Suriye’de iki aylık siyasi bilanço

Fikret Akfırat

Fikret Akfırat

Gazete Yazarı

A+ A-

Suriye’de Beşar Esad yönetiminin devrilmesinden sonra yaklaşık iki ay geçti. Eski yönetimin devrilmesinin 10 gün sürmesi gibi, bu iki ay içindeki gelişmeler de çok hızlı oldu. Bütün değerlendirmelerin buluştuğu ortak nokta şu: HTŞ dâhil, neredeyse hiçbir aktör Esad yönetiminin devrilmesinin bu kadar hızlı olmasını beklemiyordu. Ama şimdi Şam’da, iki günün birinde Batı ülkeleri başta olmak üzere dünyadan gelen yabancı konukları ağırlayan yeni bir yönetim oturuyor. Son konuklarından biri de, Esad yönetiminin İran ile birlikte baş destekçisi olan Moskova’dan gelen heyetti. 28 Ocak’ta Şam’a gelen Rus heyetinde, Rusya Devlet Başkanı Vladimir Putin’in Suriye Özel Temsilcisi Aleksandr Lavrentyev ile Putin’in Orta Doğu ve Afrika Özel Temsilcisi ve Dışişleri Bakan Yardımcısı Mihail Bogdanov yer aldı. Görüşmenin ayrıntılarını tabii ki bilmiyoruz, fakat önemli olan bu ziyaretin Rusya’nın Esad sonrası yeni duruma ilişkin aldığı tutumu göstermesi. Aynı zamanda bu ziyaret, Şam’da oturan yeni yönetimin de Rusya ile ilişkileri sürdürmekte çıkarı olduğunu ortaya koyuyor. Bu konuda bazı uzmanlar, Suriye’nin buğday açısından Rusya’ya bağımlığını hatırlatıyor.

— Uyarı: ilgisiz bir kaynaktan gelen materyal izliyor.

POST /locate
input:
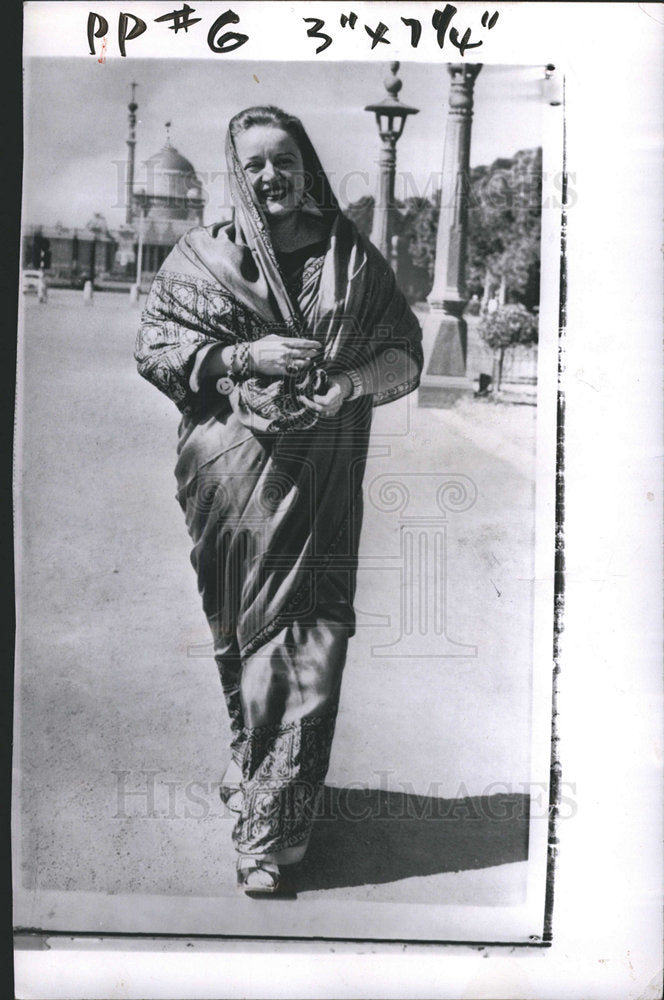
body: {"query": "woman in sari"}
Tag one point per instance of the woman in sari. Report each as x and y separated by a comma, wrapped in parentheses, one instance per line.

Rus heyetinin ziyaretinden bir gün sonra Ahmed eş-Şara, Suriye’nin geçiş dönemi Devlet Başkanı ilan edildi.

YENİ ŞAM YÖNETİMİ ÜZERİNDE GÜÇ MÜCADELESİ

Meselenin özü kısaca şudur: 8 Aralık 2024 öncesinde, kendi aralarında da rekabet eden fakat Astana masasında bir arada yer alan Türkiye, Rusya ve İran’ın bir yanda, PKK’ya verdiği destekle Suriye’nin kuzeydoğusunda fiili bir özerk bölge oluşturan ABD önderliğindeki Atlantik kampının diğer yanda olduğu bir durum söz konusuydu. Esad yönetiminin devrilmesiyle son 13 yıldır Suriye’de oluşan bu statüko sona erdi.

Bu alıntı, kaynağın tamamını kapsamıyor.